We have marked the portions of the completed application form you submitted to this office as "Exhibit C" as representative of the types of information that the city must withhold from the public.(2) The city must release the remaining portions of the requested applications.
We are resolving this matter with an informal letter ruling rather than with a published open records decision. This ruling is limited to the particular records at issue under the facts presented to us in this request and should not be relied upon as a previous determination regarding any other records. If you have questions about this ruling, please contact our office.
June B. Harden
Ref.: ID# 123893
encl.: Marked documents
cc: Ms. Midge Erskine
1. Because you do not argue that information responsive to items 1 and 2 is excepted from public disclosure, we assume the city has released all such information. If it has not, it must do so at this time.
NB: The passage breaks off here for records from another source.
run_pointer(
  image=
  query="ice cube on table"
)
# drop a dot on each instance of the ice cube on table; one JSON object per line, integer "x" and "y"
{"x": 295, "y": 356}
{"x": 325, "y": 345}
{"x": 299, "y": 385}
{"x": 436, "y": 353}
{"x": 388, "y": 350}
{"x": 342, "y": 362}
2. We note that the application form requests the applicant's social security number. This office concluded in Open Records Decision No. 622 at 3 (1994) that amendments to the federal Social Security Act, 42 U.S.C. § 405(c)(2)(C)(vii)(I), make confidential any social security number obtained or maintained by any "authorized person" pursuant to any provision of law, enacted on or after October 1, 1990, and that any such social security number is therefore excepted from required public disclosure by section 552.101 of the Government Code. Prior to releasing an applicant's social security number, the city should ensure that the number was not obtained nor is maintained by the city pursuant to any provision of law, enacted on or after October 1, 1990. See Gov't Code § 552.352 (imposing criminal penalty for release of confidential information.